I am a people and process improvement practitioner and have worked closely with organized labor leadership, as well as all levels and functions of management. This diverse background has given me a broad perspective on what it takes to achieve flawless execution. Defined:

Achieving a goal, meeting a requirement or completing a task in minimal time and effort, doing it right the first time, to perfection.

Flawless execution is the end result of doing many things very well, including providing an environment that promotes full engagement, alignment and cascading of the plan, ensuring clear expectations and accountability, continuously communicating with and involving the team, providing necessary system and skills support, and gathering and acting on meaningful real-time metrics.

Two attributes in particular make a real difference in achieving flawless execution, and are my points of emphasis:

• Dual Perspective: I have been both a driver and a do-er, in both operations improvement and people development;

• Double Vision: focus on both process and people to achieve excellence and optimal results.

Referencing back to the definition of flawless execution above: some companies are good at some of these things, some are good at others.
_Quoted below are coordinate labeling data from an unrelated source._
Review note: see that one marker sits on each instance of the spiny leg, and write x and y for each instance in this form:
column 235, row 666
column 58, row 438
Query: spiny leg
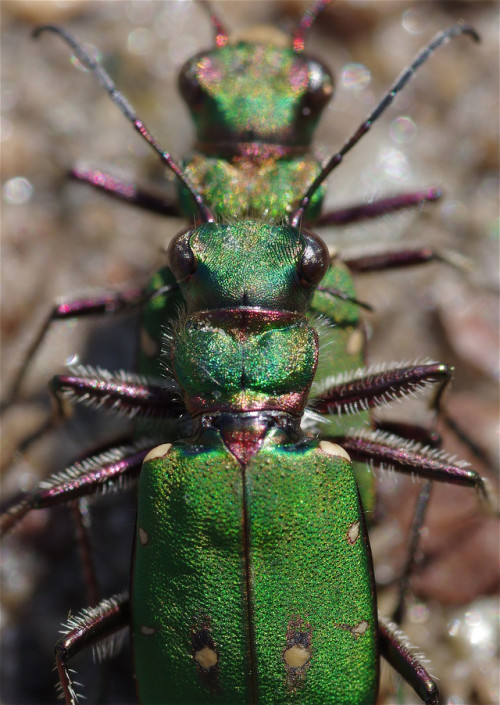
column 440, row 39
column 128, row 111
column 376, row 386
column 97, row 627
column 396, row 649
column 126, row 192
column 98, row 305
column 112, row 469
The exceptional companies excel at all of these. It’s a lot like Deming’s insistence on all 14 Points or none. All are essential. Except I don’t quite have the credibility or clout WED did.

Last, I hope you’ll take time to consider The Greater Good: applying concepts, principles, tools and techniques from the worlds of business and industry to society, community, local government, education, individual excellence et al. This is a work-in-process: we all thrive on striving for the greater good!